For many years, counter-flow scrubber methods have been used for the lion's share of the work in industries such as phosphate fertilizer and semiconductor chemicals manufacturing. Now these industries are exploring the use of cross-flow scrubber design, which offers consistently high efficiency and low operating costs. In addition, the unit's horizontal orientation makes maintenance easier than typical tower scrubbers. For certain classes of unit operations, cross-flow is now being recognized as a strong alternative to conventional counterflow technology.
When to use cross-flow
Compounds formed in different ways affect air emissions upstream of the scrubber.
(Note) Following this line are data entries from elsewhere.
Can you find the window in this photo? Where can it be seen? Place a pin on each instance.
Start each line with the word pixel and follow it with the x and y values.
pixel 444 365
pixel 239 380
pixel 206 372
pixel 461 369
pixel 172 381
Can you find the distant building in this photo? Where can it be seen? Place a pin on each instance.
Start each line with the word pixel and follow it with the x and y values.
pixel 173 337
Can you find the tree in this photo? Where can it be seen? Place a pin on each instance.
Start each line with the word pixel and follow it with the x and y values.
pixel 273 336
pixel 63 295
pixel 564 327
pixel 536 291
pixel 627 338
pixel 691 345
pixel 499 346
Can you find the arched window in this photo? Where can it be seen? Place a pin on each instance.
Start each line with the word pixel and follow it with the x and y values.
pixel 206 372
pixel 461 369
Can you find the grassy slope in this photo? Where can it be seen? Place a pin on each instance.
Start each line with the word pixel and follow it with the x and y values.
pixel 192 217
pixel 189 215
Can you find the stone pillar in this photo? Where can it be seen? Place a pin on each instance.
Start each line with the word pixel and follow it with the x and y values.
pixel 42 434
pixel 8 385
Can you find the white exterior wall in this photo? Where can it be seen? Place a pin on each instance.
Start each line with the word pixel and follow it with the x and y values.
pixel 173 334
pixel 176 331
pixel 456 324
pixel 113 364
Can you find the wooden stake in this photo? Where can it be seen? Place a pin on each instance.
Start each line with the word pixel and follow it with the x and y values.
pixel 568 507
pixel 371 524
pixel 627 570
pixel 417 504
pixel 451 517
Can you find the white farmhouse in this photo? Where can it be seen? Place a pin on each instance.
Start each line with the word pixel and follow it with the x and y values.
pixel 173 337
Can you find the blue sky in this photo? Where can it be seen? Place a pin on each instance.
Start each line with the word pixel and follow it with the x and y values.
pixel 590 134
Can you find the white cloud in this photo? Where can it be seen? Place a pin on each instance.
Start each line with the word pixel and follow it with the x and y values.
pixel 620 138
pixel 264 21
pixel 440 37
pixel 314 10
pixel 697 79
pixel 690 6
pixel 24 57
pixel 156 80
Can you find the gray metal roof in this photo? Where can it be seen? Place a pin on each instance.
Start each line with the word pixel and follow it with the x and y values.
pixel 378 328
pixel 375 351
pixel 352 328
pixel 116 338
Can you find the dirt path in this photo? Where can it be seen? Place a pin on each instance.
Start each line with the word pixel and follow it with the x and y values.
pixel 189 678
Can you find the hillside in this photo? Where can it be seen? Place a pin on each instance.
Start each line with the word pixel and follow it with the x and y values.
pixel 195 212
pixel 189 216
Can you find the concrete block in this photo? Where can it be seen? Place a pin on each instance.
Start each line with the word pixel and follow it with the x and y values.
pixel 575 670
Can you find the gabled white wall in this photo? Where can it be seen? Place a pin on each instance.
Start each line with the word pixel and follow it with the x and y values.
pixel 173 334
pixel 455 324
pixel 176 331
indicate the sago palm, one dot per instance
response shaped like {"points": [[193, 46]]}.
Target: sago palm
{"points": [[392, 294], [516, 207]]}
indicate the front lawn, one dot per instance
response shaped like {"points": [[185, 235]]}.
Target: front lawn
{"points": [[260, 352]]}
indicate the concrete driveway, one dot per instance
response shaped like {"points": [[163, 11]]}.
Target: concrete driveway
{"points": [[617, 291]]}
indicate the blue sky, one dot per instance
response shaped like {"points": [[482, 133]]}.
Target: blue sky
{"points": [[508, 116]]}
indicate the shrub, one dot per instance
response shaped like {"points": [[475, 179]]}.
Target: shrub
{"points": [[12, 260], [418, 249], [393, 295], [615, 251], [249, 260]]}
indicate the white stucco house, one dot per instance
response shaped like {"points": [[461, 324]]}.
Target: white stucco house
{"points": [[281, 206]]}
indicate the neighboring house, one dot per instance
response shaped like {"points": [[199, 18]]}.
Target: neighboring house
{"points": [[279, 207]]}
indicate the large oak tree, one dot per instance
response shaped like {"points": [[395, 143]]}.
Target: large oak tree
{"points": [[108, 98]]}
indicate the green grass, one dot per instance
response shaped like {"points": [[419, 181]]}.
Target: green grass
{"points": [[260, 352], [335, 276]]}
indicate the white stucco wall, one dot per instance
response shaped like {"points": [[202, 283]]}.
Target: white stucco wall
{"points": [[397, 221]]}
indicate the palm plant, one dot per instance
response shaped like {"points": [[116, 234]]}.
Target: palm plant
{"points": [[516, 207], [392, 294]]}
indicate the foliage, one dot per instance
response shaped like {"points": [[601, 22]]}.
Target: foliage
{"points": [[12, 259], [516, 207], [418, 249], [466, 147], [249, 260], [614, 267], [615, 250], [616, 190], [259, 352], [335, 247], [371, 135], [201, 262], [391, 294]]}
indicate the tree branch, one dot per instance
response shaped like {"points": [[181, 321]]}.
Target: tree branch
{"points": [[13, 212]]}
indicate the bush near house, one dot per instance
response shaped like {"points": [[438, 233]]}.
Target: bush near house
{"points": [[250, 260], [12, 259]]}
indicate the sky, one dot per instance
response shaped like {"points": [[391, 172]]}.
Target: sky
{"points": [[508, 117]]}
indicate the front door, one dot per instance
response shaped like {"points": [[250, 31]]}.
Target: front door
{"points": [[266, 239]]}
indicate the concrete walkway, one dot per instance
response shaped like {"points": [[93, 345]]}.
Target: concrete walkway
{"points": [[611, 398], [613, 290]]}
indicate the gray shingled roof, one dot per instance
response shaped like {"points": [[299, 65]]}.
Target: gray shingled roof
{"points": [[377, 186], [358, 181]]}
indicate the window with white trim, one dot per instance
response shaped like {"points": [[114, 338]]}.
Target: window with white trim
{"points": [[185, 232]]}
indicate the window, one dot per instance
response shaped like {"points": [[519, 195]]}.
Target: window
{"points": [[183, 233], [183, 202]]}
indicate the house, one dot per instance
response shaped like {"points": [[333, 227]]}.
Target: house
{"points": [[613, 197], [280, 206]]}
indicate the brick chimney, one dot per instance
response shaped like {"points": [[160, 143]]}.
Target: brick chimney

For example, aerosols formed by the reaction of basic (ammonia) and acidic gases, such as HF, HC1 and HN03, commonly yield very fine particulate compounds, such as NH4C1 and NH4N03. These are known as 'reaction aerosols' and are typically submicron . Acid vapor entering the scrubber may condense with water vapor to form a 'condensation aerosol.' Other examples are given in Table 1.
Contaminants must be removed using the correct combination of absorption and phase-separation techniques. Critical factors for absorption processes affect many traits of the scrubber, such as the choice of packing material and the flow rates of the gas and liquid. The bed structure and specific surface area are also important. Therefore, calculations of the number of transfer units (NTU) and the height of the transfer tower (HTU) are vital. Other factors that affect the proposedprocess are the humidity and cooling, the degree of saturation, the distribution of the liquid and its drainage, as well as the physical, chemical and thermodynamic properties of the effluents.
In any scrubber application, there are several aspects of design that must be addressed. Beyond those of the process being performed and the equipment to be used, are such overall concerns as energy consumption, efficiency and maintenance. Cross-flow technology often allows these items to be dealt with directly.
Several problems often arise due to unstable operating conditions, rate changes with control fluctuations and process upsets due to mechanical, electrical or instrument failures. Typical ones include dust, entrainment, and fog or aerosol formation.
Scrubber efficiency and NTU
Whether the goal is fulfillment of emission standards, or meeting a performance guaranty, the correct calculation of efficiency of a scrubber is vital. In general, Efficiency = 100 (1-PT)
In these operations, it is preferable to deal with penetration (PT), because gas rates can change considerably in a
scrubbing system. Such changes are particularly significant when hot, relatively dry gas is saturated with water.